For color depths of 15 or more bits per pixel, the depth is normally the sum of the bits allocated to each of the red, green, and blue components. Highcolor, usually meaning 16 bpp, normally has five bits for red and blue each, and six bits for green, as the human eye is more sensitive to errors in green than in the other two primary colors. For applications involving transparency, the 16 bits may be divided into five bits each of red, green, and blue, with one bit left for transparency. A 24-bit depth allows 8 bits per component. On some systems, 32-bit depth is available: this means that each 24-bit pixel has an extra 8 bits to describe its opacity (for purposes of combining with another image).
Most digital camera use single-color sensor regions, for example using the Bayer filter pattern, and in the camera industry these are known as pixels just like in the display industry, not subpixels.
For systems with subpixels, two different approaches can be taken:
This latter approach, referred to as subpixel rendering, uses knowledge of pixel geometry to manipulate the three colored subpixels separately, producing an increase in the apparent resolution of color displays.
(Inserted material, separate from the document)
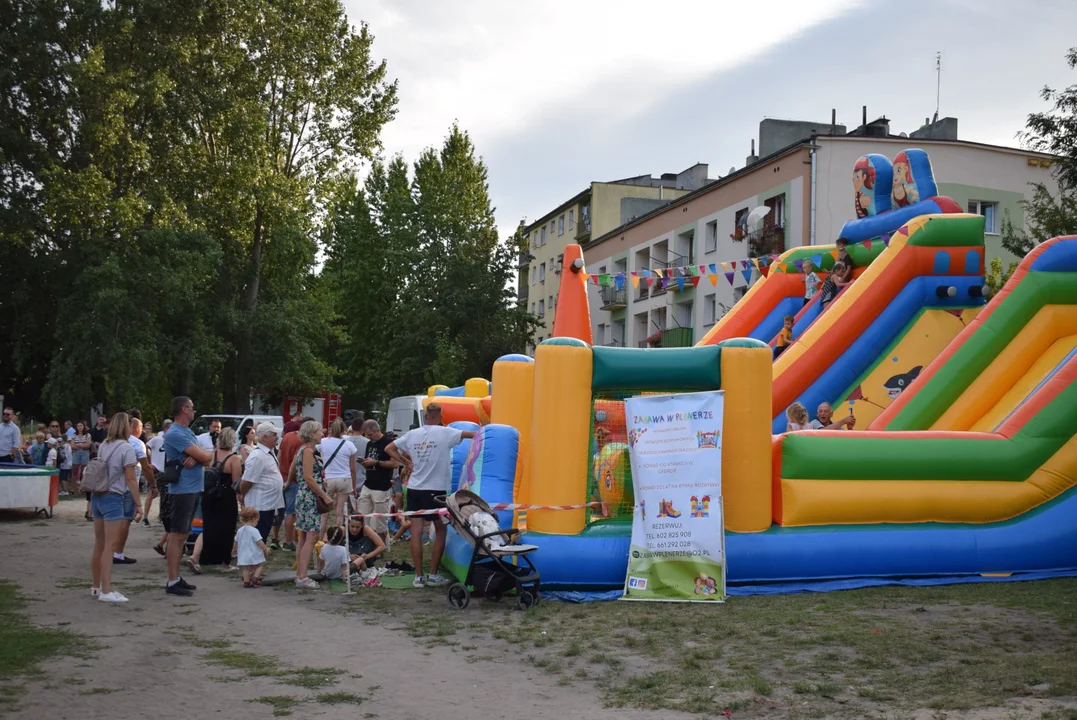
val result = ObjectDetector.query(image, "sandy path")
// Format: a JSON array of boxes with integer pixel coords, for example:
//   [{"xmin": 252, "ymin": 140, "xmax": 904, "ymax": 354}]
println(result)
[{"xmin": 0, "ymin": 502, "xmax": 690, "ymax": 720}]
While CRT displays use red-green-blue-masked phosphor areas, dictated by a mesh grid called the shadow mask, it would require a difficult calibration step to be aligned with the displayed pixel raster, and so CRTs do not currently use subpixel rendering.
The concept of subpixels is related to samples.
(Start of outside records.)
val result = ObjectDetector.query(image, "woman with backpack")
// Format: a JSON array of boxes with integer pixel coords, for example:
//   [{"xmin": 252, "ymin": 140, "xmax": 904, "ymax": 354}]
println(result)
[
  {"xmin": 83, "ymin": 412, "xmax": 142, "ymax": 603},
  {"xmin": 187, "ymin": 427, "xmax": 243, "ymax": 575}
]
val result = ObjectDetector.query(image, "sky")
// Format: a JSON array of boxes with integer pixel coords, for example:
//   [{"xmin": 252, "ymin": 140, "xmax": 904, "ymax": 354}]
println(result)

Digital cameras use photosensitive electronics, either charge-coupled device (CCD) or CMOS (CMOS) image sensors, consisting of a large number of single sensor elements, each of which records a measured intensity level. In most digital cameras, the sensor array is covered with a patterned color filter mosaic having red, green, and blue regions in the Bayer filter arrangement so that each sensor element can record the intensity of a single primary color of light. The camera interpolates the color information of neighboring sensor elements, through a process called demosaicing, to create the final image. These sensor elements are often called "pixels", even though they only record 1 channel (only red or green or blue) of the final color image. Thus, two of the three color channels for each sensor must be interpolated and a so-called N-megapixel camera that produces an N-megapixel image provides only one-third of the information that an image of the same size could get from a scanner. Thus, certain color contrasts may look fuzzier than others, depending on the allocation of the primary colors (green has twice as many elements as red or blue in the Bayer arrangement).
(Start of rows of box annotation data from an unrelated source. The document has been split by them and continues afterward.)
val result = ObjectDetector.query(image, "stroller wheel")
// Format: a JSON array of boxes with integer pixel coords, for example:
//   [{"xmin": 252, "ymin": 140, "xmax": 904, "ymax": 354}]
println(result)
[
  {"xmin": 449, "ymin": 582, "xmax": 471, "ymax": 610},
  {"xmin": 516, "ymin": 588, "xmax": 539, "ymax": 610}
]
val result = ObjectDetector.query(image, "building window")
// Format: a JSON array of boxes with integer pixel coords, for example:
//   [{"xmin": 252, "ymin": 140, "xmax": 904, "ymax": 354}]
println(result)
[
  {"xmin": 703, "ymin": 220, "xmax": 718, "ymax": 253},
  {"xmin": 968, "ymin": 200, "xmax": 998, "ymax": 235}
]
DxO Labs invented the Perceptual MegaPixel (P-MPix) to measure the sharpness that a camera produces when paired to a particular lens – as opposed to the MP a manufacturer states for a camera product, which is based only on the camera's sensor. The new P-MPix claims to be a more accurate and relevant value for photographers to consider when weighing up camera sharpness. As of mid-2013, the Sigma 35 mm f/1.4 DG HSM lens mounted on a Nikon D800 has the highest measured P-MPix. However, with a value of 23 MP, it still wipes off more than one-third of the D800's 36.3 MP sensor. In August 2019, Xiaomi released Redmi Note 8 Pro as the world's first smartphone with 64 MP camera. On December 12, 2019 Samsung released Samsung A71 with also a 64 MP camera. In late 2019, Xiaomi announced the first camera phone with 108MP 1/1.33-inch across sensor. The sensor is larger than most of bridge camera with 1/2.3-inch across sensor.
One new method to add megapixels has been introduced in a Micro Four Thirds System camera, which only uses a 16 MP sensor but can produce a 64 MP RAW (40 MP JPEG) image by making two exposures, shifting the sensor by a half pixel between them. Using a tripod to take level multi-shots within an instance, the multiple 16 MP images are then generated into a unified 64 MP image.